Syaikh-ul-Islam Ibnu Taimiyyah telah menyebutkan pandangan ini, tetapi ia menolak dan menganggapnya lemah, karena lafazh (النَّاس) lebih jelas dan lebih populer menunjukkan makna manusia. Itulah yang populer dalam pemakaian al-Qur’an. Juga karena dengan demikian menjadikan bagian dari sesuatu yang telah terbagi, karena di sini berarti menjadikan manusia bagian dari jin, dan menjadikan jin sabagai jenis dari manusia. (Ringkasan).

Bagaimanapun, sesuai metodologi al-Adhwā’ ini bahwa apabila suatu kata mengandung dua kemungkinan makna, dan kebanyakan pemakaian al-Qur’an pada salah satu dari dua kemungkinan itu, maka makna yang paling dipakai al-Qur’an itulah yang dikuatkan. Seluruh pemakaian al-Qur’an pada lafazh (النَّاس) hanya diperuntukkan khusus untuk manusia, dan tidak pernah digunakan walau satu kali pun untuk makna jin, padahal dalam surat ini saja digunakan sebanyak lima kali, sehingga surah ini juga dinamakan (النَّاس).

Mengenai analogi lafazh (رجال) dan (نفر), Syaikh-ul-Islam Ibnu Taimiyyah telah menolaknya dengan alasan keduanya disebutkan secara terkait: (رجال من الجن) dan (نفرًا مِن الْجن). Adapun yang disebutkan secara mutlak tidak ada. Begitu pula lafazh (الناس), tidak ada halangan pemakaiannya secara terkait, (ناس من الجن). Sedangkan secara mutlak, tidak boleh.

Berdasarkan itu, disebutkan lafazh (الناس) di sini secara mutlak, maka tidak sah memaknainya atas jin dan manusia sekaligus, melainkan khusus manusia dan (فِيْ صُدُوْرِ النَّاسِ) maksudnya pada dada manusia.

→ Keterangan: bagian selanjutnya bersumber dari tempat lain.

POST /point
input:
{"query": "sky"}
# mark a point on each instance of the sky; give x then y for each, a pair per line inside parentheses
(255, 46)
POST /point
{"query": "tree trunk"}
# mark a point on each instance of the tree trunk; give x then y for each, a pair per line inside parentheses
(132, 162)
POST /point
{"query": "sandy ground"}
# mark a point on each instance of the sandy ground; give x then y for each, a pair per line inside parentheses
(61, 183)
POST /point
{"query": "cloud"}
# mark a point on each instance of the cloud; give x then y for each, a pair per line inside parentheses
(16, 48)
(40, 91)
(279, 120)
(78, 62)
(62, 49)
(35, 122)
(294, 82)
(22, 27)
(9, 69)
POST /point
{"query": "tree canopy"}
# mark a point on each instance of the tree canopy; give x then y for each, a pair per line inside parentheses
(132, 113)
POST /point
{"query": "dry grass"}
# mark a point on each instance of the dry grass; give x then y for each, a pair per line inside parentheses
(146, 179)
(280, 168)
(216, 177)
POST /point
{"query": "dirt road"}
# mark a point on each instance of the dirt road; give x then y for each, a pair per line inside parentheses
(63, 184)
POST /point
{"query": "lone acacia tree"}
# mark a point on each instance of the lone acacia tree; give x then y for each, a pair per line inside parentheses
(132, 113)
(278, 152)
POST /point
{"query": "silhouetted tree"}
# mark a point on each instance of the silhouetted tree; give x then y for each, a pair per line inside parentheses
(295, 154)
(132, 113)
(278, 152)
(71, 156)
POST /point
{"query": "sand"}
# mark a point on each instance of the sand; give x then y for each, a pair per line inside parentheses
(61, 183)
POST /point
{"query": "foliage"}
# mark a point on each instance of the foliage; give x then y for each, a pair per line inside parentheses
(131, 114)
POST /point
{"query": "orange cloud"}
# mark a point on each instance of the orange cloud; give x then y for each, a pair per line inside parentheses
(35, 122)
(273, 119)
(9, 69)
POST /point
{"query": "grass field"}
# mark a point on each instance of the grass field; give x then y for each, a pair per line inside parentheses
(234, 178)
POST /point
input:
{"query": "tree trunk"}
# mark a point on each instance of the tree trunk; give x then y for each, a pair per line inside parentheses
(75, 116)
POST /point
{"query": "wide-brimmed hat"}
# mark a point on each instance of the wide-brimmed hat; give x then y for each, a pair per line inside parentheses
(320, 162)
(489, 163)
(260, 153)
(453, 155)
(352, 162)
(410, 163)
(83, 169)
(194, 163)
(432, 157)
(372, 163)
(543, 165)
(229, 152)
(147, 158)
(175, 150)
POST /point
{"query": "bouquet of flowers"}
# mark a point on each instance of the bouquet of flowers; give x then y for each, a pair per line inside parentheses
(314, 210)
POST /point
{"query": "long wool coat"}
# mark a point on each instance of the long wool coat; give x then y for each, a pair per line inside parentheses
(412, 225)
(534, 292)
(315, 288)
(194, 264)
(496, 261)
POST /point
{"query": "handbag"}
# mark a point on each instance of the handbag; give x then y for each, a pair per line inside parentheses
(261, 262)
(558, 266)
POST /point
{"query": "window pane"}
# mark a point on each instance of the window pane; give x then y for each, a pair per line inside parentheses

Abus-Sa‘ud telah menyebutkan makna lain pada lafazh (الناس), yaitu (الناسي) dari kata (النسيان) “lupa”, dibuang huruf (الياء) supaya memperingan bacaan, karena syaithan tidak membisikkan kecuali pada saat lupa dan lalai.

Berdasarkan itu, membuang huruf (الياء) sama seperti membuangnya dalam firman Allah: (يَوْمَ يَدْعُ الدَّاعِ) “(Ingatlah) hari (ketika) seorang penyeru (malaikat) menyeru.” (al-Qamar [54]: 6).

Akan tetapi, pendapat tersebut tetap harus menjelaskan siapa yang dimaksud dengan (الناسي) “yang lupa” itu, manusia atau jin? Pendapat ini tetap tidak keluar dari dua kemungkinan yang lalu, kendati pendapat ini termasuk esensi makna (الوسواس الخناس).

Pendapat ini ditolak oleh kata (الصدور) yang berbentuk jama‘ dan kata (الناس) yang mufrad (tunggal). Kata jama‘ tidak di-idhāfah-kan kecuali dengan jama‘ (الصدور), karena mufrad tidak memiliki jama‘ dari (الصدور), lalu jama‘ diimbangi dengan jama‘, atau cukup mufrad dengan mufrad.

Ada jama‘ yang di-idhāfah-kan kepada mutsannā dalam firman Allah s.w.t.: (فَقَدْ صَغَتْ قُلُوْبُكُمَا) “Maka sesungguhnya hati kamu berdua telah condong (untuk menerima kebaikan).” (At-Taḥrīm [66]: 4).

Abu Hayyan berkata: “Sebaiknya yang mutsannā jama‘ pada makna, dan jama‘ pada semacam ini lebih banyak pemakaiannya daripada mutsannā dan tasniyah, bukan jama‘.”

Sebagaimana ucapan penyair:

فَتَخَالَسَا نَفْسَيْهِمَا بِنَوافِذٍ كَنَوَافِذِ الْعُبُطِ الَّتِيْ لَا تُرْقَعُ

Maka terampaslah nyawa keduanya dengan tusukan seperti tusukan di kantong pakaian yang belum terbelah.”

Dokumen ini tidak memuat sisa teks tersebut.